Balfour Beatty to bid for stalled Midland Met
Balfour Beatty is to bid for a contract to complete construction of the Midland Met hospital in Smethwick, which ground to a halt following the collapse of Carillion a year ago.
However, the firm has indicated to the NHS Trust that runs the hospital that it wants its bid costs, expected to be around £1m, to be underwritten in the event that it is not successful.
Balfour has already won a deal to undertake the interim construction contract on the hospital, which involves weatherproofing the building and developing the design ahead of the appointment of a final construction contract, for which procurement began in November. All priority works are expected to be completed before May 2019.
It has also removed all Carillion branding from the site and replaced it with Balfour Beatty signage, although a tower crane still remains because it is “cost prohibitive” to remove, according to documents released by the Sandwell and West Birmingham Hospitals NHS Trust ahead of a board meeting today (3 January).
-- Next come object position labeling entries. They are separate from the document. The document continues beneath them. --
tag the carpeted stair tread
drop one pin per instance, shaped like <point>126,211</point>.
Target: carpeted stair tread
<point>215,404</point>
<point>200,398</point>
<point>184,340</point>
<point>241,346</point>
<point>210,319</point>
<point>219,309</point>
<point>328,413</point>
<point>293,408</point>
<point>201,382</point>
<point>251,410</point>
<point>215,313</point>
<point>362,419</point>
The documents also revealed that Balfour, Kier, Sir Robert McAlpine, Laing O’Rourke and Graham Construction all attended a bidders' day as part of the process to find a replacement construction contractor.
Offering its feedback, Balfour Beatty indicated that it would bid for the construction of the hospital on the basis that it was a NEC4 target cost option but that it wanted its bid costs underwritten.
Bid cost concern
Kier has not officially provided feedback but was “positive on the day” according to the report, and has submitted papers to its board for consideration of a “bid, no bid” decision. The firm also raised the issue of bid costs and underwriting should it not be successful. The report also noted: “They [Kier] do not have significant large acute healthcare experience and there is a risk they could fail the selection questionnaire stage. They deliver a significant amount of work for the NHS through Procure 22. It is expected that Kier will try and join up with NG Bailey."
Meanwhile, Graham Construction was “quiet” at the bidders’ day and provided no feedback and is not expected to bid, according to the report.
Skanska, which had originally been rumoured to take over from Carillion, did not attend. “The bid investment already made and lost is expected to preclude them from further participation,” the report said.
There was no mention of feedback from Laing O’Rourke or Sir Robert McAlpine.
Meanwhile, the contractors present at the bidders’ day discussed the risks involved with the mechanical, electrical and plumbing (MEP) and fit-out work at the hospital. They “raised concerns regarding interfaces, specifically energy performance, the retention of existing major plant, the time needed to get comfortable with it, and the value for money implications should it end up being replaced,” the report said.
All contractors were said to be comfortable with the NEC4 form of contract, with both Option A (fixed price lump sum) and Option C (target cost) discussed.
The hospital is expected to cost another £400m to complete, with a targeted completion of 2022. The Trust aims to ask bidders to complete a selection questionnaire, before whittling them down to a shortlist of three who will enter a competitive dialogue for four to six months.